What authority do security personnel have to control entry to nightclubs and manage behaviour at venues?

Nightclub bouncers and doormen have been known to physically remove patrons with such force that they have caused serious injury and even death.

In 1996 musician Rossa Ó Snodaigh was assaulted by doormen outside the Dublin nightclub Lillie's Bordello. He was refused entry to the venue and set upon by the bouncers. He describes his ordeal,

You're just trying every way to get free you know, screaming for help.

Bouncers taking matters into their own hands have paid for their action in the courts. Most nightclubs have policies to keep their patrons and their staff safe, while ensuring they can stay out of the courts.

Doorman Neil Byrne of The System nightclub in South Anne Street Dublin says their security personnel are trained to diffuse situations and spot troublemakers before they get inside the venue.

This door policy is echoed at The Kitchen nightclub. Doorman Gerry Watters explains how The Kitchen’s security team deal with a physical confrontation inside the venue. The aggressor is physically guided out of the club but,

We’ll do it in a professional way and a way that we protect ourselves and they don’t get injured either.

If the bouncers have to get involved in a situation, solicitor Romaine Scally notes they have no special authority to physically eject, or to manhandle patrons. Security personnel have exactly the same legal rights as the patrons, and any physical contact could be regarded as an assault.

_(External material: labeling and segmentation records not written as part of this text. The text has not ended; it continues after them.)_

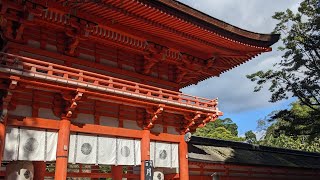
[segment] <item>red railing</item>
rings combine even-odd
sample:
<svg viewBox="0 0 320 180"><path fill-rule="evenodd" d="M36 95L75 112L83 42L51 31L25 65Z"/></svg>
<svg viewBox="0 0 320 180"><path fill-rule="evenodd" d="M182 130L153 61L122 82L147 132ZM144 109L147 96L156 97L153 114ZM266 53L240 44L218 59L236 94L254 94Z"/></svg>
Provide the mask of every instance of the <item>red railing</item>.
<svg viewBox="0 0 320 180"><path fill-rule="evenodd" d="M158 101L162 104L197 107L199 110L216 110L217 100L190 96L180 92L131 82L76 68L70 68L33 58L0 53L1 72L95 88L111 93Z"/></svg>

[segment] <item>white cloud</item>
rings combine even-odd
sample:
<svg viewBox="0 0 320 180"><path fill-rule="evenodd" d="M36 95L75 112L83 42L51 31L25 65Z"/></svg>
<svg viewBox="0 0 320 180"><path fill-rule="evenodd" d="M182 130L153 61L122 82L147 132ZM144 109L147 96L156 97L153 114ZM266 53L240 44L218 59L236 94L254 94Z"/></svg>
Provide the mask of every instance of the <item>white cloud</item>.
<svg viewBox="0 0 320 180"><path fill-rule="evenodd" d="M181 0L181 2L240 28L259 33L270 33L277 23L271 16L287 8L296 10L300 1ZM278 44L273 46L274 50L270 53L265 53L242 64L220 77L208 79L196 86L184 88L182 91L210 99L219 97L219 108L228 113L271 106L273 104L268 102L270 98L268 90L265 88L259 93L254 93L255 83L247 79L246 75L258 70L273 68L273 63L281 59L281 52L277 51Z"/></svg>

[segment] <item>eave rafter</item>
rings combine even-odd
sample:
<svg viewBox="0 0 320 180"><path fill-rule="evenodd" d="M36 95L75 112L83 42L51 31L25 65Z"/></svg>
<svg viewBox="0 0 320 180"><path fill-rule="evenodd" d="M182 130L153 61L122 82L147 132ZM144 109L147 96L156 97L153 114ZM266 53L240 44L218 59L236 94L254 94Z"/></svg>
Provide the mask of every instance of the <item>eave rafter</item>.
<svg viewBox="0 0 320 180"><path fill-rule="evenodd" d="M4 7L2 10L4 13L3 16L12 15L6 15L8 8L23 12L21 17L10 17L10 20L7 22L6 32L8 34L7 36L9 36L9 39L11 38L15 41L20 40L22 36L21 33L26 26L32 26L37 21L39 21L39 23L47 21L47 25L49 26L55 24L57 27L65 29L65 37L67 37L67 39L63 41L64 47L62 48L62 51L67 55L77 55L76 50L81 41L94 40L100 42L102 40L102 42L107 44L115 44L117 46L129 48L141 53L145 60L142 74L149 75L152 67L164 60L166 63L175 64L177 66L175 82L179 83L180 86L185 86L185 84L190 83L196 84L199 81L199 77L208 78L211 76L217 76L220 74L219 72L231 68L228 64L217 63L220 62L217 61L217 59L233 59L233 56L237 56L238 59L248 59L248 55L245 54L245 52L230 53L234 55L217 54L208 59L201 59L183 52L176 51L171 47L147 42L146 39L140 37L138 38L129 35L126 32L110 28L104 25L105 23L101 23L99 18L96 20L88 16L82 17L83 13L81 12L78 12L77 16L70 13L68 14L66 12L70 12L67 11L70 10L69 6L62 6L57 2L43 4L43 2L40 0L37 1L37 3L27 1L23 6L21 4L15 6L10 4L9 7ZM49 8L47 8L46 5ZM58 9L58 7L60 9ZM20 24L20 26L18 26L19 28L12 29L12 27L14 27L12 24L13 22ZM15 35L15 37L12 37L12 35ZM59 47L59 49L61 49L61 47Z"/></svg>
<svg viewBox="0 0 320 180"><path fill-rule="evenodd" d="M8 117L8 108L11 103L11 99L13 96L13 90L17 87L19 82L19 77L17 76L10 76L9 79L9 85L7 87L4 87L1 89L1 117L0 121L5 122ZM5 85L4 82L2 82L1 85ZM6 86L6 85L5 85Z"/></svg>
<svg viewBox="0 0 320 180"><path fill-rule="evenodd" d="M151 128L153 128L155 121L162 114L162 112L164 111L164 108L165 108L164 104L159 104L157 108L146 108L146 111L150 116L150 121L144 126L144 129L150 130Z"/></svg>
<svg viewBox="0 0 320 180"><path fill-rule="evenodd" d="M76 95L73 98L71 94L63 94L63 99L65 99L68 102L68 106L65 107L64 114L66 118L71 118L72 115L75 113L75 110L78 106L77 102L81 100L84 92L84 89L77 89Z"/></svg>

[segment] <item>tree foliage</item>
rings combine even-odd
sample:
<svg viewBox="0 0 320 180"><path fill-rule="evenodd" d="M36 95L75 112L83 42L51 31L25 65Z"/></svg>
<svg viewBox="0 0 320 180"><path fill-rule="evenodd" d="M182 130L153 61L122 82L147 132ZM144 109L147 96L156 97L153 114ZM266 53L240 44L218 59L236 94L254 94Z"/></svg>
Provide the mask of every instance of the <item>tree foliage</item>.
<svg viewBox="0 0 320 180"><path fill-rule="evenodd" d="M305 119L310 118L312 109L306 105L301 105L300 102L294 102L291 104L291 108L281 113L286 112L290 114L291 117L295 119ZM304 134L291 134L291 132L301 131L300 129L310 129L310 127L305 127L305 125L293 125L291 119L277 117L279 112L271 114L271 119L273 124L271 124L266 129L266 134L264 138L259 142L260 145L273 146L279 148L296 149L311 152L320 152L320 138L311 135ZM295 121L296 121L295 120ZM260 126L263 120L258 121L258 126ZM318 120L320 121L320 120ZM288 130L288 128L295 128L295 130Z"/></svg>
<svg viewBox="0 0 320 180"><path fill-rule="evenodd" d="M273 120L283 119L277 125L287 135L320 135L320 8L318 0L304 0L298 12L277 12L275 33L281 33L284 52L273 70L258 71L247 77L255 81L254 91L269 86L270 101L277 102L296 97L306 115L279 111Z"/></svg>
<svg viewBox="0 0 320 180"><path fill-rule="evenodd" d="M230 118L208 123L204 128L198 128L194 135L231 141L244 140L238 137L238 126Z"/></svg>

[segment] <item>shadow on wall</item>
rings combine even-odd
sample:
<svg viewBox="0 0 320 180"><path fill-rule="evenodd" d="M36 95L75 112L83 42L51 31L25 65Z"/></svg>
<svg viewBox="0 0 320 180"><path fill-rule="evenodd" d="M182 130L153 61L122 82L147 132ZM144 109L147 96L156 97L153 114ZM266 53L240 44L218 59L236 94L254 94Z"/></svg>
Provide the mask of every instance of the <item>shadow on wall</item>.
<svg viewBox="0 0 320 180"><path fill-rule="evenodd" d="M277 178L281 178L281 173L283 175L286 174L283 167L286 167L286 170L292 168L292 171L288 172L292 173L292 176L293 173L301 172L299 173L301 175L299 178L304 175L302 171L312 173L312 170L318 169L319 171L320 169L320 154L318 153L257 146L241 142L192 137L188 143L188 151L189 161L222 164L222 166L215 166L215 168L220 168L220 171L226 169L224 165L231 165L228 167L229 173L232 174L232 170L234 170L233 174L239 176L248 176L248 170L250 170L257 171L253 172L254 176L272 178L274 175L268 173L268 168L261 168L263 166L277 168L276 170L280 172ZM243 170L244 173L239 173L239 170ZM236 171L238 173L235 173ZM264 171L265 173L259 174L259 171ZM214 169L210 173L212 174L213 172ZM225 175L224 171L217 172L220 175ZM287 178L287 176L284 177L283 175L282 178ZM294 176L297 178L297 175Z"/></svg>

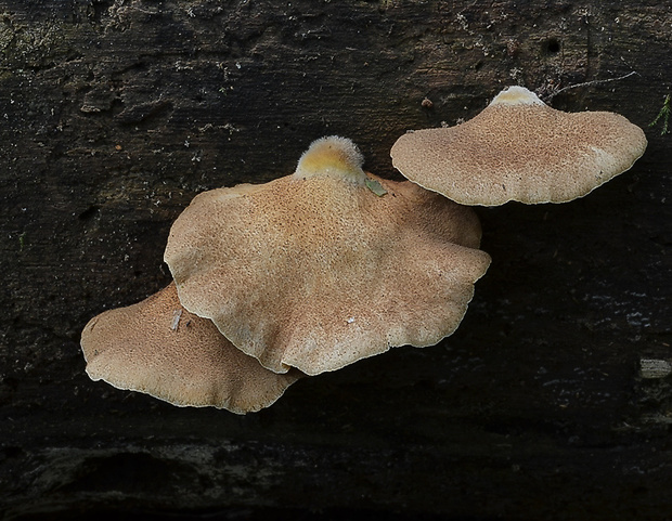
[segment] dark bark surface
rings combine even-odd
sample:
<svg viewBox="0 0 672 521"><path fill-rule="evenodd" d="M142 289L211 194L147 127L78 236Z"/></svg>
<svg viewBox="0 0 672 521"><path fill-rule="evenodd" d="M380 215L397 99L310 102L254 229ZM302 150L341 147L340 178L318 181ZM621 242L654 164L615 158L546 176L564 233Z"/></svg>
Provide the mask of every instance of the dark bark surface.
<svg viewBox="0 0 672 521"><path fill-rule="evenodd" d="M0 512L669 519L671 44L670 1L0 2ZM583 199L479 209L456 334L247 416L89 380L83 325L169 282L195 194L334 133L395 177L399 135L512 83L649 147Z"/></svg>

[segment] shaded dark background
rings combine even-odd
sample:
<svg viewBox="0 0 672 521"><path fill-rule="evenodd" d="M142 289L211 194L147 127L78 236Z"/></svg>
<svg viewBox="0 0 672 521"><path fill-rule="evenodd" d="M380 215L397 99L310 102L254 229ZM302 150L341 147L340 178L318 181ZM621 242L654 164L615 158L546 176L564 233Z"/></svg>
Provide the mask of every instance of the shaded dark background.
<svg viewBox="0 0 672 521"><path fill-rule="evenodd" d="M670 1L0 1L0 516L670 519L671 44ZM195 194L334 133L396 177L399 135L513 83L649 147L583 199L479 209L455 335L247 416L88 379L83 325L169 282Z"/></svg>

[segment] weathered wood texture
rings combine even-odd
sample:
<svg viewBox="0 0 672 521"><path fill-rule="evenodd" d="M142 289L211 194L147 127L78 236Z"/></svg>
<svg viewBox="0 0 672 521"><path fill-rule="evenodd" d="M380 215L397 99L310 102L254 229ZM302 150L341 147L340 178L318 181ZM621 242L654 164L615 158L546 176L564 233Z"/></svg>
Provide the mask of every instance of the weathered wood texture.
<svg viewBox="0 0 672 521"><path fill-rule="evenodd" d="M259 414L92 382L79 333L168 283L169 226L201 191L289 173L332 133L395 175L406 129L511 83L548 96L635 71L552 103L647 127L671 45L670 0L0 1L0 511L669 519L662 121L581 200L479 210L493 263L454 336Z"/></svg>

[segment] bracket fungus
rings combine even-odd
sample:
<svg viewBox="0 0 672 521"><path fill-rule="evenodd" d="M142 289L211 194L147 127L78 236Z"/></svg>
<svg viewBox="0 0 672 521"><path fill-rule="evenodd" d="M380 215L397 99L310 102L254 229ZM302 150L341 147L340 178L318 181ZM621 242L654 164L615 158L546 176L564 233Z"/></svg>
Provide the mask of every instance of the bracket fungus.
<svg viewBox="0 0 672 521"><path fill-rule="evenodd" d="M275 373L450 335L490 264L478 218L362 165L323 138L290 175L197 195L165 252L182 305Z"/></svg>
<svg viewBox="0 0 672 521"><path fill-rule="evenodd" d="M210 321L182 308L175 284L93 317L81 348L92 380L179 406L255 412L301 377L297 370L272 373L237 350Z"/></svg>
<svg viewBox="0 0 672 521"><path fill-rule="evenodd" d="M646 145L623 116L556 110L509 87L462 125L402 135L390 155L421 186L463 205L497 206L582 197L630 169Z"/></svg>

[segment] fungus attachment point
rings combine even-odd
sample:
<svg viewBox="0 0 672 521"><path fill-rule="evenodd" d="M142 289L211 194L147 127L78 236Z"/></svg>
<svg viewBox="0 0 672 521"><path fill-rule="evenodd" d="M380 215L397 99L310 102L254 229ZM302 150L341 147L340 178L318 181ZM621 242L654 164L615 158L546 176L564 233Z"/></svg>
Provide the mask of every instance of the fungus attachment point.
<svg viewBox="0 0 672 521"><path fill-rule="evenodd" d="M642 129L606 112L551 108L509 87L476 117L410 132L390 155L409 180L463 205L565 203L630 169L646 149Z"/></svg>
<svg viewBox="0 0 672 521"><path fill-rule="evenodd" d="M175 284L92 318L81 334L81 349L92 380L173 405L237 414L268 407L301 376L261 367L210 321L184 310Z"/></svg>
<svg viewBox="0 0 672 521"><path fill-rule="evenodd" d="M489 106L493 105L545 105L545 103L525 87L512 86L493 97Z"/></svg>
<svg viewBox="0 0 672 521"><path fill-rule="evenodd" d="M338 135L321 138L311 143L299 159L294 175L299 179L313 175L343 177L356 184L367 180L362 166L364 157L352 141Z"/></svg>
<svg viewBox="0 0 672 521"><path fill-rule="evenodd" d="M471 209L409 182L367 174L389 194L376 197L333 175L363 173L356 151L319 140L293 175L205 192L170 230L164 259L182 305L273 372L432 346L490 263Z"/></svg>

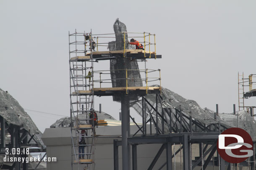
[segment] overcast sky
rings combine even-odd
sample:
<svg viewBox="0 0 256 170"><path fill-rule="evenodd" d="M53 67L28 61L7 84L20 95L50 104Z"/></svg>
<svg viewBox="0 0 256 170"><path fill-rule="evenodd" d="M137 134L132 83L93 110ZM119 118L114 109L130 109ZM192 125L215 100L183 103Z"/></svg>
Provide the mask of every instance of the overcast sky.
<svg viewBox="0 0 256 170"><path fill-rule="evenodd" d="M25 109L69 116L68 31L113 33L119 18L128 32L156 34L162 58L148 67L161 69L163 86L203 108L238 110L238 71L256 74L256 1L188 1L0 0L0 88ZM112 97L95 100L119 118ZM26 112L42 132L62 117Z"/></svg>

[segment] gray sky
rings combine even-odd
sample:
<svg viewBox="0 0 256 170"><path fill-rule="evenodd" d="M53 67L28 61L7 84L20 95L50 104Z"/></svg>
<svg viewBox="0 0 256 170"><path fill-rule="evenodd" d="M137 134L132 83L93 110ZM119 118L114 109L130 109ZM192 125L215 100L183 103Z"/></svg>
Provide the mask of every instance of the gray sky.
<svg viewBox="0 0 256 170"><path fill-rule="evenodd" d="M113 33L119 18L128 32L156 34L162 58L148 67L161 69L163 86L203 108L238 109L238 72L256 74L256 1L121 2L0 0L0 88L24 109L69 116L68 31ZM118 119L111 97L96 101ZM26 111L42 132L61 117Z"/></svg>

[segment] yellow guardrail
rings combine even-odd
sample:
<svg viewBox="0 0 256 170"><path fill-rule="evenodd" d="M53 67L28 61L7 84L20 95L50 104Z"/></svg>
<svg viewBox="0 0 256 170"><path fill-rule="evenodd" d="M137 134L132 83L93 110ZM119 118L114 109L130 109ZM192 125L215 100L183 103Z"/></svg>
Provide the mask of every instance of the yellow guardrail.
<svg viewBox="0 0 256 170"><path fill-rule="evenodd" d="M118 78L117 79L102 79L102 74L110 74L110 72L111 71L125 71L125 77L123 78ZM141 79L134 79L134 78L131 78L129 77L129 75L128 73L129 71L137 71L141 73L145 73L145 77L144 78ZM154 76L149 76L149 74L152 74L152 73L158 71L159 72L159 76L156 76L157 74L154 74ZM117 69L117 70L99 70L99 71L94 71L94 79L93 82L94 83L99 83L99 87L100 88L102 88L102 84L103 83L112 83L112 81L113 80L117 81L123 79L125 81L125 91L126 94L128 94L128 81L129 80L141 80L143 82L144 82L145 85L146 86L146 93L148 93L148 90L149 89L149 83L153 81L159 81L159 83L160 87L160 90L161 89L161 70L157 69L157 70L152 70L149 69L146 69L145 70L139 70L139 69ZM99 74L99 79L98 80L96 79L97 76L97 74ZM153 84L152 84L153 85ZM95 88L94 86L94 88ZM161 91L162 92L162 91Z"/></svg>

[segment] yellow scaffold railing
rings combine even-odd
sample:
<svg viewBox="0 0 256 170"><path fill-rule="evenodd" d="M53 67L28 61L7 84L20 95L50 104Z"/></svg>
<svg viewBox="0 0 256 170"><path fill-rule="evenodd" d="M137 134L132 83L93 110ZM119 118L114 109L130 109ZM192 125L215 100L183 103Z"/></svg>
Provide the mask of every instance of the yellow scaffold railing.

If a patron is assaulted by one of these security personnel, well they have the right to make a complaint to the guards and/or to bring civil proceedings for damages against the venue.

If an intoxicated or verbally obnoxious patron refuses to leave a nightclub the legal advice is to call An Garda Síochána to the scene.

This episode of 'Nationwide’ was broadcast on 28 April 1997. The reporter is Tom Kelly.